Who has two green thumbs and are looking to make a difference? College students, that’s who.
Although First Lady Michelle Obama has recently taken the gardening spotlight with the release of her new book, American Grown, college campuses across the country have engaged in an initiative similar to the First Lady’s to educate college-aged students about the importance of locally grown food from both an environmental and nutritional standpoint.
Madaline Goldstein, a senior at Northwestern University, recalls reading New York Times columnist Thomas L. Friedman’s Hot, Flat, and Crowded, as part of Northwestern’s ‘One Book One Northwestern’ campaign which encourages incoming freshman to participate in discourse concerning a current issue in society.
Friedman’s book takes a look at two pressing problems: America’s loss of purpose in the post 9/11 era and the global environmental crisis. Students and faculty at Northwestern sought to do their part in remedying these problems and established the Wild Roots Garden.
“To address climate change and greenhouse gases, students, professors and departments came together and we started a small garden to address one component of climate change — food sources,” Goldstein said. “We want NU members to see where food comes from, the processes that take place for food to grow and how doable it is to grow food.”
An interest in farming and food sustainability was also a catalyst for the development of the Smith College community garden, explained Smith senior Laura Sheys.
Sheys, who is a studio art major, had never had the opportunity to garden and learn about homegrown food production prior to arriving at Smith, although it is something that interests her. Because of the garden, Sheys is able to further develop her interest in plant science and sustainability -– something she probably wouldn’t be learning as an art major.

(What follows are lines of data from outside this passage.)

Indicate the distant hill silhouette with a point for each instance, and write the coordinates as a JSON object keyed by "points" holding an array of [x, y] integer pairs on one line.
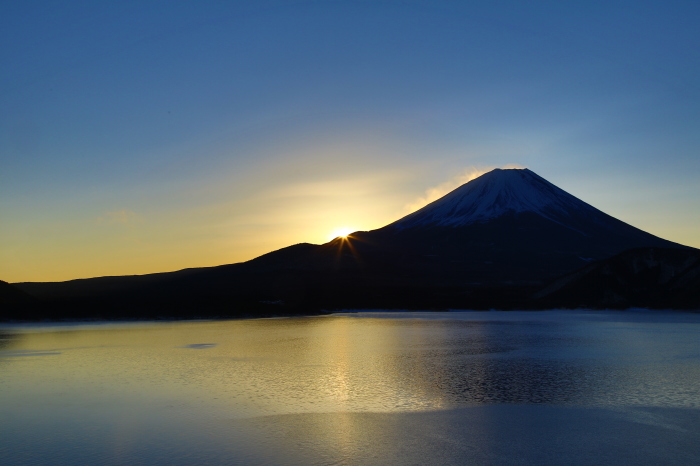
{"points": [[494, 242], [645, 277]]}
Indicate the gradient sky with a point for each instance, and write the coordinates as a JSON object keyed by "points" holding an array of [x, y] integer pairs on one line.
{"points": [[146, 136]]}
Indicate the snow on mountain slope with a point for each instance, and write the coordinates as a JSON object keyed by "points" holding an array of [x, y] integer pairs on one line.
{"points": [[496, 193]]}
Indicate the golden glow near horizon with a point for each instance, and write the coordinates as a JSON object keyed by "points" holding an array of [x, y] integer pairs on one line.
{"points": [[341, 232]]}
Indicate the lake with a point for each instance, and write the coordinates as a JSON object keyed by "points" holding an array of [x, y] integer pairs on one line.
{"points": [[551, 387]]}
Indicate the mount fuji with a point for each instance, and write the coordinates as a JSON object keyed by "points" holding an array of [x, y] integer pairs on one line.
{"points": [[492, 242]]}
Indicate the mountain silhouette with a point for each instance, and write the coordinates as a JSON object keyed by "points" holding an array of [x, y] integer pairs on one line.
{"points": [[492, 242]]}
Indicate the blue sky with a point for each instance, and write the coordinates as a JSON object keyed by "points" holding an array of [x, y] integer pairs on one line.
{"points": [[147, 136]]}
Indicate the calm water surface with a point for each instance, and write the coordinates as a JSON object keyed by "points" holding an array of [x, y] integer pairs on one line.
{"points": [[556, 387]]}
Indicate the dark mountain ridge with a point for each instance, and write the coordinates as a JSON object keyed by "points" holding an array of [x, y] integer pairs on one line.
{"points": [[492, 242]]}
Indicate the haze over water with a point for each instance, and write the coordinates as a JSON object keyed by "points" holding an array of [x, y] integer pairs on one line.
{"points": [[365, 388]]}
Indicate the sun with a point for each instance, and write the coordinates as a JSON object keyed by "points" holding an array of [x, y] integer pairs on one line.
{"points": [[341, 232]]}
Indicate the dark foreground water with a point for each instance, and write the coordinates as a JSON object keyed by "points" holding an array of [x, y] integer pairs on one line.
{"points": [[556, 387]]}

Like the Wild Roots Garden at NU, Sheys describes Smith’s community garden as primarily an educational tool for the student body.
“Everyone I talk to about the garden is really excited about it being here — I think that having a garden on campus that students have built themselves gives people a sense of ownership,” Sheys said.
“Academic classes are really connected to the garden too. Students have done special studies about the garden and classes in landscape studies, horticulture, art, engineering and environmental science can relate to the garden and fulfill a need of hands-on learning that fits in really well with what students are doing in the classroom.”
In addition to serving as an educational tool for students in terms of climate change and sustainability, community
gardens also serve the surrounding community as a local food source for those in need.
The Farm at Stonehill College was established in February 2011 to do just that.
“We donate 100% of our organically grown produce to organizations that distribute food to our neighbors in need,” said Farm Manager Bridget Meigs. “In our first season we grew and donated over 12,000 pounds to over 3,000 individuals through three main partners in Brockton, Mass. which has areas that have been designated as ‘food deserts’ — areas that have limited access to fresh and affordable food.”
Student volunteers at The Farm noticed the immediate impact the community garden has had on the campus community — an impact seen at Northwestern, Smith and at the multitude of campuses across the country.
“Students are able to grapple with the issues of hunger and food access in a way that educates the students and benefits the greater community,” Stonehill junior Greg Szczesuil said.
While the gardening initiative at colleges and by the First Lady certainly brings awareness to a pressing issue in the country, Goldstein believes that more can be done.
“A garden program can be extended to other government buildings, and on a legislative level, the next Farm Bill could increase subsidies to vegetable and fruit farmers,” she said.
So, while many will be flocking to the book shelves to read about the First Lady’s garden initiative and join in on the sustainable food conversation for the first time, our nation’s college students will be continuing the conversation.
They’re growing more than just vegetables and produce they’re growing the nation’s environmental future, one seed at a time.